In this paper, we consider single machine scheduling problem in which job processing times are controllable variables with linear costs. We concentrate on two goals separately, namely, minimizing a cost function containing total completion time, total absolute differences in completion times and total compression cost; minimizing a cost function containing total waiting time, total absolute differences in waiting times and total compression cost. The problem is modelled as an assignment problem, and thus can be solved with the well-known algorithms. For the case where all the jobs have a common difference between normal and crash processing time and an equal unit compression penalty, we present an O(n log n) algorithm to obtain the optimal solution.

Introduction

Most of the scheduling literature examines regular measures of the performance, which are nondecreasing functions of job completion times. One of the most commonly occurring regular measures is the minimization of mean completion times. Its attractiveness is perhaps due to its equivalence to mean waiting time, mean lateness, and average in-process inventory. Yet in certain situations one is more interested in reducing the variability in the completion times, resulting in performance measures that are nonregular. For instance, in a service-oriented environment, one might be interested in providing as much uniform quality of service as possible based on the customers’ waiting times in system.

Another example where one might be interested in a variability measure was given by Merten and Muller (1972) in the context of organization of computer databases. They noted that, in an organization of computer files in the large databases, it is desirable to provide uniform response time to users. The objective then is to determine the arrangement that minimizes variation of access time to different records in the file.

As measures of variation, Merten and Muller (1972) considered completion time variance (CTV) and waiting time variance (WTV). These measures have also been used by Schrage, 1975, Eilon and Chowdhury, 1977, Vani and Raghavachari, 1987. Although several properties of the optimal schedules for these measures have been established, no efficient procedure exists for solving these problems. Kanet (1981) proposed using total absolute differences in completion times (TADC) as an alternative measure of completion time variation, and presented an efficient algorithm for minimizing this measure. While Bagchi (1989) proposed using total absolute differences in waiting times (TADW) as an alternative measure of waiting time variation, and presented an efficient algorithm for minimizing this measure.

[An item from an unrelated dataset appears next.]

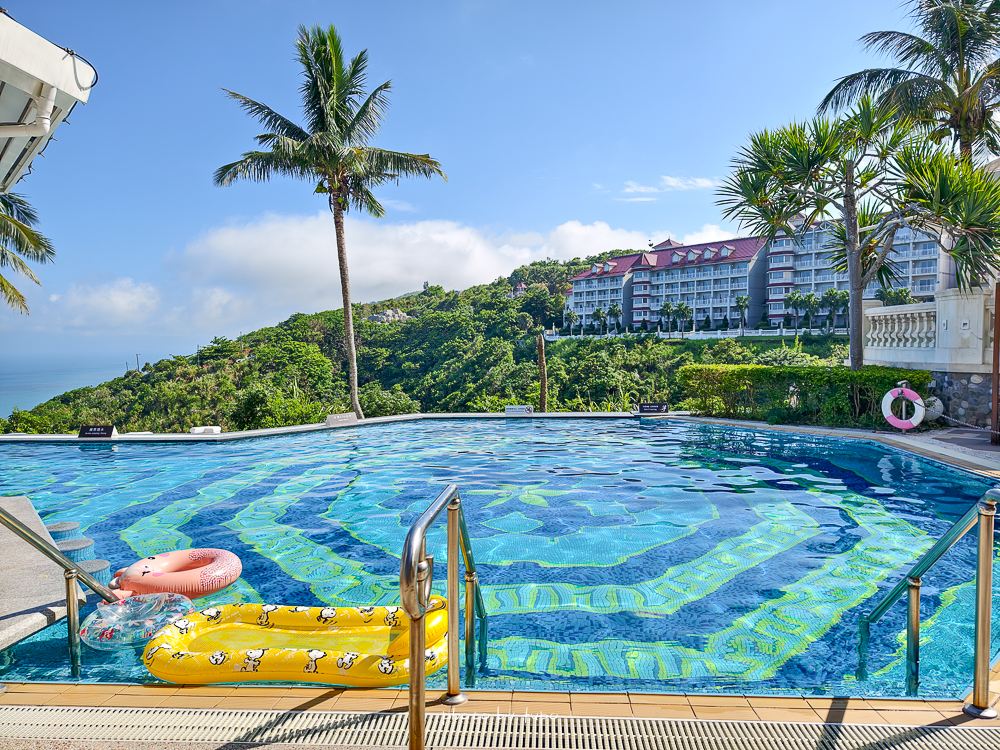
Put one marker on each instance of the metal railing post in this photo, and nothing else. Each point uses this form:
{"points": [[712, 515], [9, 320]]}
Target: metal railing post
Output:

In this paper, we consider the case in which job processing times are to be reduced, up to a limit, and with costs proportional to the amount of reduction in processing times. These costs will be offset by savings incurred due to the early completion. This type of problem occurs frequently in project planning, see Elmaghraby (1977). Its motive in the field of scheduling is of the same nature, that is, the assumption of controllable processing times is justified in the situations where jobs can be accomplished in shorter or longer durations caused by the increasing or decreasing additional resources. For example, in service systems, if there are too many customers, it may be important to provide customers with identical or similar service quality as well as to decrease everyone’s waiting time by increasing additional resources (otherwise the customers who wait too long time will leave). We concentrate on two goals: minimizing a cost function containing total completion time, total absolute differences in completion times and total compression cost; minimizing total waiting time, total absolute differences in waiting times and total compression cost.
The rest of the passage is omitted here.